| |
| |
| |
XXVIII
Brussel, 9 Mei.
Gevolg van het voorjaar en de nieuwe, blijde werkzaamheid, die het meebrengt? Sedert één Mei en het driedubbele uur, die het ons schonk, beleven we te Brussel verrassing na verrassing. De winterdommel is blijkbaar uit: bij elk levensverschijnsel genieten wij als van iets nog nimmer beleefds, iets onbekends dat ons met vreugde vervult, of althans ons goed humeur prikkelt waar het werkelijk aangenaam, en kittelt waar het onaangenaam kon zijn, en er niet in slaagt, in geen geval, het te verstooren. Vóór een maand, om een voorbeeld te noemen, stegen de eieren tot vijf-en-twintig centimes: wij zuchtten als versleten blaasbalgen; nu gaan, sedert een paar dagen, diezelfde eieren twee-en-dertig centimes, en de kruidenier, die een ernstig man is, verwittigt ons dat zij weldra vijftig centimes zullen doen; maar nu is het voorjaar, nietwaar?, zoodat wij om die klimmende prijzen lachen, niet zoozeer ‘de peur d'en devoir pleurer’, dan omdat wij iets fantastisch, ‘en haast komisch’ zijn gaan vinden aan het feit, dat een nietig ding als een ei zulke reuzachtige prijzen gaat bereiken. - In de laatste dagen is het weêr niet zoo bijster mooi; maar verleden week is de lente zóó plots en zóó oppermachtig ontwaakt, dat wij er een portie levensmoed en levensvreugd bij opgedaan hebben, die nu heel goed tegen een paar regendagen kunnen. En wie nu nog klagen, doen het alleen uit gewoonte, en omdat het goed staat.

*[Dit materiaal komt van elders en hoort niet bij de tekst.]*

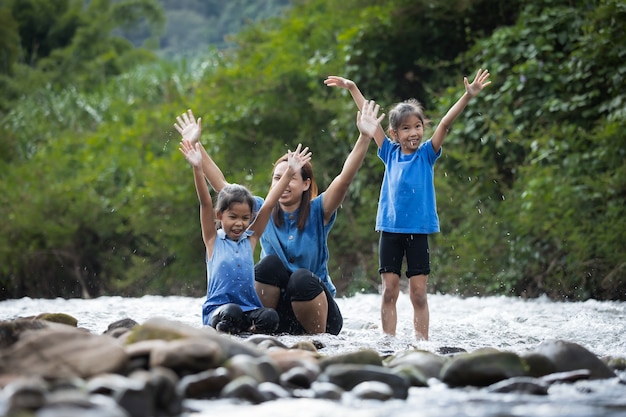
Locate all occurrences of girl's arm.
[324,75,385,148]
[248,144,311,245]
[179,140,217,258]
[432,69,491,153]
[174,109,228,193]
[322,101,385,223]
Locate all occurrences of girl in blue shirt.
[177,102,385,334]
[175,136,311,333]
[324,69,491,340]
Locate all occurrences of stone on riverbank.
[0,318,623,417]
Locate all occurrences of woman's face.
[272,161,311,212]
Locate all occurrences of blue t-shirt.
[202,229,263,325]
[255,193,337,296]
[376,138,441,234]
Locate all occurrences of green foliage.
[0,0,626,299]
[428,1,626,299]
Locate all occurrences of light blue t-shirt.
[255,193,337,296]
[202,229,263,325]
[376,138,441,234]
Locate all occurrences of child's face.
[393,114,424,154]
[217,203,252,240]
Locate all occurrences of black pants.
[254,255,343,335]
[210,303,278,334]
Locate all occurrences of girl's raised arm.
[324,75,385,148]
[432,68,491,153]
[179,140,217,258]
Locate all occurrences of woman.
[177,101,385,335]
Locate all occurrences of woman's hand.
[174,109,202,144]
[287,143,312,172]
[324,75,356,90]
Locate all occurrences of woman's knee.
[287,269,324,301]
[251,308,280,333]
[254,255,289,288]
[210,303,244,333]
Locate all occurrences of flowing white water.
[0,294,626,417]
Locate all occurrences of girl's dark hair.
[388,98,430,137]
[215,184,254,215]
[272,154,318,230]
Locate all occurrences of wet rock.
[280,364,320,389]
[390,364,429,387]
[35,313,78,327]
[150,337,226,375]
[534,340,615,379]
[440,350,525,387]
[487,376,549,395]
[257,382,291,401]
[385,350,450,379]
[311,380,345,400]
[224,355,279,383]
[0,319,48,349]
[4,377,48,414]
[318,364,409,399]
[351,381,394,401]
[176,368,231,398]
[37,396,131,417]
[320,349,383,369]
[130,366,183,416]
[0,325,128,379]
[541,369,591,384]
[266,349,319,372]
[125,317,264,357]
[520,352,556,378]
[602,357,626,371]
[291,340,317,352]
[437,346,467,355]
[220,375,265,404]
[245,334,287,349]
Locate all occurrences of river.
[0,294,626,417]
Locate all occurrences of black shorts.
[378,232,430,278]
[254,255,343,335]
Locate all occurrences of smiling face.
[272,161,311,212]
[217,203,252,240]
[392,114,424,154]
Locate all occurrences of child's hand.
[356,100,385,138]
[324,75,356,90]
[178,140,202,168]
[174,109,202,144]
[463,68,491,97]
[287,143,312,172]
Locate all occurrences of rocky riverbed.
[0,314,626,417]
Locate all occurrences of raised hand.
[463,68,491,97]
[174,109,202,144]
[287,143,312,172]
[356,100,385,138]
[178,140,202,168]
[324,75,355,90]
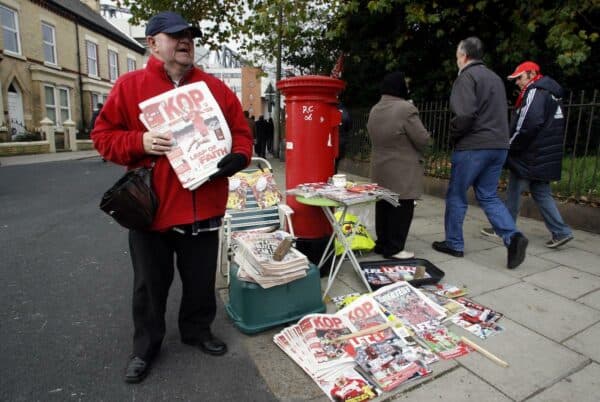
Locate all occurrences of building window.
[92,92,108,110]
[85,40,98,77]
[0,5,21,54]
[44,85,71,126]
[108,50,119,81]
[42,22,56,64]
[127,57,135,71]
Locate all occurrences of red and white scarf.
[515,74,543,109]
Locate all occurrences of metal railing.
[346,90,600,203]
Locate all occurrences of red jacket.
[91,56,252,230]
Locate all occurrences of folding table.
[296,195,378,299]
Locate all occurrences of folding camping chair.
[218,157,294,284]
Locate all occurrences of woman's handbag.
[100,164,158,230]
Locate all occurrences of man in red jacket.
[91,11,252,383]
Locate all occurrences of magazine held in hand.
[139,82,231,190]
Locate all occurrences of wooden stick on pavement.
[460,336,508,367]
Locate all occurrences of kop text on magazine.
[139,82,231,190]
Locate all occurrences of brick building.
[0,0,145,149]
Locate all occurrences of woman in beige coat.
[367,71,430,259]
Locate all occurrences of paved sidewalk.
[8,151,600,402]
[231,157,600,402]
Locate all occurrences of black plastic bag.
[100,167,158,230]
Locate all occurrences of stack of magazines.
[233,230,308,289]
[287,182,377,205]
[273,282,460,401]
[287,182,399,206]
[139,82,231,190]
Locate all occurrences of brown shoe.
[506,233,529,269]
[125,356,152,384]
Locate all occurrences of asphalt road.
[0,158,275,401]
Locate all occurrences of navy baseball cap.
[146,11,202,38]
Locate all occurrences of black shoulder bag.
[100,162,158,230]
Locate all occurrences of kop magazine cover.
[139,82,231,190]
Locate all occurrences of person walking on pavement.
[481,61,573,248]
[89,102,106,162]
[335,102,352,173]
[92,11,252,383]
[244,110,256,144]
[367,71,430,259]
[90,102,104,132]
[432,37,528,269]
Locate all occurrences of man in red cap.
[481,61,573,248]
[91,11,252,383]
[431,37,528,269]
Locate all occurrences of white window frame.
[0,4,21,56]
[42,21,58,66]
[44,84,71,127]
[108,49,119,82]
[85,40,100,78]
[127,57,137,72]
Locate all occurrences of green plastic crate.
[225,263,325,334]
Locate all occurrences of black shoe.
[181,333,227,356]
[506,233,529,269]
[431,241,465,257]
[125,356,151,384]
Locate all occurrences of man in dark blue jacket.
[432,37,528,269]
[481,61,573,248]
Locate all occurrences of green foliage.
[120,0,600,107]
[335,0,600,106]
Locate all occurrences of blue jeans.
[444,149,519,251]
[506,171,572,239]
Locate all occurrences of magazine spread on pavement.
[139,82,231,190]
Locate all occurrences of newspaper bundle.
[273,293,437,401]
[139,82,231,190]
[233,230,308,289]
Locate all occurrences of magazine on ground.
[373,282,446,333]
[273,295,437,400]
[451,297,504,339]
[232,230,308,289]
[363,264,431,286]
[420,327,471,360]
[421,283,467,299]
[139,82,231,190]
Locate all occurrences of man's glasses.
[167,29,193,39]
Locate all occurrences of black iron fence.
[346,90,600,203]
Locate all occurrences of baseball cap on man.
[508,61,540,80]
[146,11,202,38]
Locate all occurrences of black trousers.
[129,230,219,360]
[375,200,415,257]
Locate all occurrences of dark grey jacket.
[450,61,508,151]
[506,77,565,181]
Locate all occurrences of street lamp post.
[265,82,275,117]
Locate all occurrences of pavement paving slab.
[455,318,589,401]
[475,282,600,342]
[389,367,512,402]
[564,323,600,362]
[528,363,600,402]
[523,266,600,300]
[577,290,600,310]
[540,248,600,276]
[467,246,558,278]
[437,258,519,297]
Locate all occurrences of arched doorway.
[6,83,25,139]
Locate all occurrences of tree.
[333,0,600,105]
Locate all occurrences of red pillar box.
[277,75,346,260]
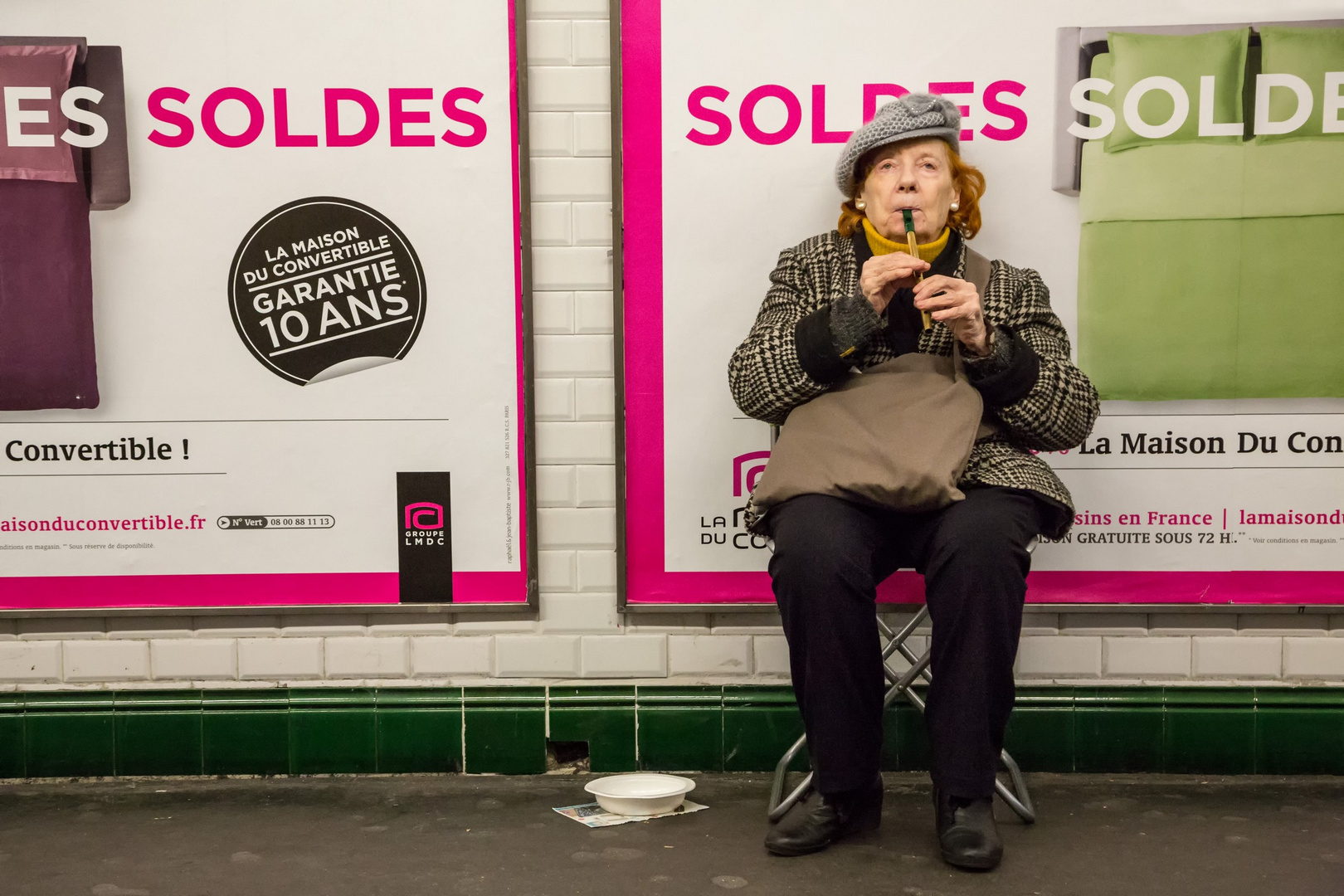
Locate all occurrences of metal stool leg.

Maar niet dat geestdrift-wekkende weêr alleen is het, dat ons optimistisch stemt en onze misères lichter om te dragen maakt; er zijn nog andere verrassingen, waar
| |
| |
men buiten Brussel, of beter: buiten België, de volle beteekenis en waarde niet geheel van beseffen kan, en die in gewonen tijd ook ons niets zoo heel buitengewoons zouden bieden, maar die ons dit jaar vervullen met dankbaarheid, - hetgeen het nut der ontbering bewijst (gij ziet dat ik-zelf in de milde stemming deel). Er is, bij voorbeeld, dat wij sedert ettelijke dagen weer terrassen aan de café's hebben, hetgeen voor ons zooveel als een terugkeer tot den vredestijd beteekent.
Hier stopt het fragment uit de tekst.